Ethan apretó con más fuerza mi brazo.
No lo suficiente como para hacerme daño. Solo lo suficiente para mantenerme quieta.
Daniel —dijo sin apartar la vista de la sangre que se extendía bajo mi talón—, llama al doctor Patel.
Uno de los hombres que estaba detrás de él inmediatamente sacó su teléfono.
—Estoy bien —susurré.
La mirada de Ethan se encontró con la mía.
“No, no lo eres.”
Las palabras fueron dichas en voz baja, pero resonaron en el ático con la fuerza suficiente para silenciar a todos.
Durante tres años, mi marido me habló con una cortesía distante. Buenos días. El chófer la llevará. Estaré fuera esta semana.

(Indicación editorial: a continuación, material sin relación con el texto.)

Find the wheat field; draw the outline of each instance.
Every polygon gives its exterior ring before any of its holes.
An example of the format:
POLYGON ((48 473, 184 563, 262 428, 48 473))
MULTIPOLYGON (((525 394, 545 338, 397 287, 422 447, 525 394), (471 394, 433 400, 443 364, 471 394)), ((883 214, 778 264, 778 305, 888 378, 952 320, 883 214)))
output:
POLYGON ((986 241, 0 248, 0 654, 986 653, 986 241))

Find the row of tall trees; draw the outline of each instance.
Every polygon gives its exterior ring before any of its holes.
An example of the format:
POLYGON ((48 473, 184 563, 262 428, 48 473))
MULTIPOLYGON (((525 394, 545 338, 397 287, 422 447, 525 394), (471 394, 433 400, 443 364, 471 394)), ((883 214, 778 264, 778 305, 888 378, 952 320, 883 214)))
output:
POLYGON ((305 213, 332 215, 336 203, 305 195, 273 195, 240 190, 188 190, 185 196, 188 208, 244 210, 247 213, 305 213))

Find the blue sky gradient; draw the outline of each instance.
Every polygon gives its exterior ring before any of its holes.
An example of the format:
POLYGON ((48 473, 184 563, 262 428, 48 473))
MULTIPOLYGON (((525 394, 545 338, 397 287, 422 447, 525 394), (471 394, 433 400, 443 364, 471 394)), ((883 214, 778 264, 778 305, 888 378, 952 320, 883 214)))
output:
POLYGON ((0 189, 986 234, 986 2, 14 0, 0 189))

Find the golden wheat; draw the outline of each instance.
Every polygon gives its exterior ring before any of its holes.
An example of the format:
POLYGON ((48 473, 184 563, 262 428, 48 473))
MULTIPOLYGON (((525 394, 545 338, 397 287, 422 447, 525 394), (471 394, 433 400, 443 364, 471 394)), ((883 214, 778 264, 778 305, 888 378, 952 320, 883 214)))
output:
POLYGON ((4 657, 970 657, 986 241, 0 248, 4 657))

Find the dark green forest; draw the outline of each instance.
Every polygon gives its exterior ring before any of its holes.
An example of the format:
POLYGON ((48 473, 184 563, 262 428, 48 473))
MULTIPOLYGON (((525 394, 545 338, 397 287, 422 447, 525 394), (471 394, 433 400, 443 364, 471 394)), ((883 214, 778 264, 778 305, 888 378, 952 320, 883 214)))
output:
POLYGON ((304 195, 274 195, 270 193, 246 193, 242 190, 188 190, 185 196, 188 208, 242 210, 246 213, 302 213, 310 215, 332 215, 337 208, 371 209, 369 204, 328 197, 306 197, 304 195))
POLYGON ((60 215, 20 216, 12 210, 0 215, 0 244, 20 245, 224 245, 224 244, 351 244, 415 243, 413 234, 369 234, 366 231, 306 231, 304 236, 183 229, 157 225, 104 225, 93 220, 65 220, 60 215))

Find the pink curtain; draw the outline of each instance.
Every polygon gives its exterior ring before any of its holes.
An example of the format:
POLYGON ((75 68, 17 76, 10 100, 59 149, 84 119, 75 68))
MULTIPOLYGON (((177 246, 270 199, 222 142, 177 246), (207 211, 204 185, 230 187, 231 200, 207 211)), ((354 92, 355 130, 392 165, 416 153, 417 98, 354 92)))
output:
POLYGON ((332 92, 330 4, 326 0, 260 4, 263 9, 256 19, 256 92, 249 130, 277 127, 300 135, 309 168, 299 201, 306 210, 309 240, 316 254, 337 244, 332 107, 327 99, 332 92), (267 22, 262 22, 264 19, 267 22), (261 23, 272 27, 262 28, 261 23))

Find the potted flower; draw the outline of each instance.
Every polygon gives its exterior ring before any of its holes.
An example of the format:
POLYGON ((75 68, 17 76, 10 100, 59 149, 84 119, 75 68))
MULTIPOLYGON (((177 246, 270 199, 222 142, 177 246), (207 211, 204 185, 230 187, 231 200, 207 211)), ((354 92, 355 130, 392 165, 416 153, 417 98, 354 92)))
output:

La administradora de la casa tiene los detalles.
Nunca me había alzado la voz.
Además, nunca había parecido asustado.
Antes de que pudiera replicar, se inclinó y me alzó en sus brazos.
Un leve jadeo provino de alguien cerca del ascensor
Mi propia respiración se entrecortó.
Instintivamente, le toqué el hombro, y mis dedos se posaron sobre la suave tela de su chaqueta. Debajo de ella, él estaba cálido. Sólido. Real. No era la figura fría e inalcanzable que aparecía en los periódicos y las revistas de negocios.
Por un instante desconcertante, recordé el juzgado.
Su mano alrededor de la mía.
El peso del anillo de platino.
El breve roce de sus labios.
Entonces el recuerdo se desvaneció bajo el agudo dolor en mi talón.
—Ethan —dije, casi sin reconocer mi propia voz—. No tienes que cargarme.
“Lo sé.”
De todos modos, me cargó.
Cruzó la sala de estar hacia el largo sofá color crema mientras sus ejecutivos permanecían inmóviles detrás de él. Nadie parecía estar seguro de si tenían permiso para observar.
Ethan me recostó con cuidado sobre los cojines y se agachó frente a mí.
La escena era tan extraña que por un momento olvidé el dolor.
Ethan Carter no se agachó.
Subía a los podios. Recorría las salas de juntas. Aparecía por encima de las multitudes y las cámaras, siempre sereno, siempre intocable.